Uma operação deflagrada nesta quarta-feira (16) pelo Ministério Público do Rio Grande do Norte investiga a suspeita de superfaturamento de mais de R$ 700 mil em um contrato realizado pela Prefeitura de Touros, no Litoral Norte potiguar.
Segundo o MP, a operação 3º Batimento tem objetivo de apurar crimes contra a Administração Pública que vinham sendo analisados em um inquérito.
O g1 procurou a prefeitura de Touros, mas não recebeu posicionamento sobre o assunto até a última atualização desta reportagem.
A operação se concentra na análise da parceria firmada entre a prefeitura e uma organização da sociedade civil que atuou na área da saúde no município. As irregularidades teriam ocorrido durante a execução de termos de colaboração entre março de 2021 e agosto de 2023.
Ao todo, 24 mandados de busca e apreensão foram cumpridos nas cidades de Touros (RN), Natal (RN), Parnamirim (RN), Garanhuns (PE), Caruaru (PE) e Quipapá (PE). Durante a ação, houve apreensão de equipamentos eletrônicos e dinheiro. O valor apreendido, no entanto, não foi informado.
“A investigação teve início a partir de um inquérito civil que apontou superfaturamento de R$ 701.016,42 nos valores contratados pela Prefeitura de Touros. O MPRN reuniu provas que indicam a fraude nos procedimentos de chamamento público que resultaram na parceria com a organização da sociedade civil”, informou a corporação.
Ainda de acordo com o órgão, os elementos colhidos na investigação, inclusive depoimentos, sugerem que empresários ligados à organização da sociedade civil elaboraram os documentos da licitação, direcionando a contratação.
Entre os crimes investigados na ação estão a apropriação de bens ou rendas públicas, desvio de recursos em proveito próprio ou alheio e enriquecimento ilícito. O MP também apura indícios de direcionamento na contratação, superfaturamento nos repasses mensais e desvio de recursos para empresas terceirizadas e agentes públicos.
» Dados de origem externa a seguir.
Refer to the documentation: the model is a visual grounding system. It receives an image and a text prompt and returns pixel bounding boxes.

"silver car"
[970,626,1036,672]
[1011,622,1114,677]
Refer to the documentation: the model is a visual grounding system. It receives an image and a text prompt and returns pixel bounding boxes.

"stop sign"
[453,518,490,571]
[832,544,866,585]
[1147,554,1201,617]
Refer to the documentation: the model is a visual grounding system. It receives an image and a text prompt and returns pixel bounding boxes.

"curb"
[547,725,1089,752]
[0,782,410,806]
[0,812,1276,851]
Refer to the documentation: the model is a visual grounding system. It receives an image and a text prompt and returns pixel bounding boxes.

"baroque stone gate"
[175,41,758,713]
O esquema de desvio de recursos envolveria a inclusão de despesas fictícias nos repasses mensais à organização da sociedade civil, sob o pretexto de subcontratação de serviços.
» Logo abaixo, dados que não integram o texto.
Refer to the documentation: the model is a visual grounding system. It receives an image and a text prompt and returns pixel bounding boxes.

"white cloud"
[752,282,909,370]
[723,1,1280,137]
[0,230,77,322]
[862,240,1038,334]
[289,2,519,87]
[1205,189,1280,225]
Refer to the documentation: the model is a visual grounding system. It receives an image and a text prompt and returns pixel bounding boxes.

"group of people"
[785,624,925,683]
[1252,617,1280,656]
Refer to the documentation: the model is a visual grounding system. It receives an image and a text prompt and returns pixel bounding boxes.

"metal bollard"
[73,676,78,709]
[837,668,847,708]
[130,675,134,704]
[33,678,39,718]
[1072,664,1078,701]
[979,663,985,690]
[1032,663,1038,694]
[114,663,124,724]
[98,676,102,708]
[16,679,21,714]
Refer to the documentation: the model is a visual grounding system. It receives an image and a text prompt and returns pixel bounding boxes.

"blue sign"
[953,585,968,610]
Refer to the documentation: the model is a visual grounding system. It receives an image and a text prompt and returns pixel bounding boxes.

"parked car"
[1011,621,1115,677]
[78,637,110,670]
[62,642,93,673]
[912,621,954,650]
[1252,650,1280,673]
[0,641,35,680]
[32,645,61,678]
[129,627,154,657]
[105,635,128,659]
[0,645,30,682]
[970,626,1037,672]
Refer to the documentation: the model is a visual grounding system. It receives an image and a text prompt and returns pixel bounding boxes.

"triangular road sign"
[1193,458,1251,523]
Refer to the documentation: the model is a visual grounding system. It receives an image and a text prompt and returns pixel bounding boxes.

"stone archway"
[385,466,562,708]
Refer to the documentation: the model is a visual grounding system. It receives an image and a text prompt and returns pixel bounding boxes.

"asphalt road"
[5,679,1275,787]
As investigações apontam que empresas terceirizadas, sediadas em Pernambuco e no Rio Grande do Norte, receberam pagamentos por serviços não realizados ou realizados apenas parcialmente.
Segundo o MP, o material apreendido será encaminhado para o Grupo de Atuação Especial de Combate ao Crime Organizado (Gaeco) do MPRN, que irá aprofundar a investigação para identificar o envolvimento de outras pessoas, o cometimento de outros crimes, e o destino final dos recursos desviados.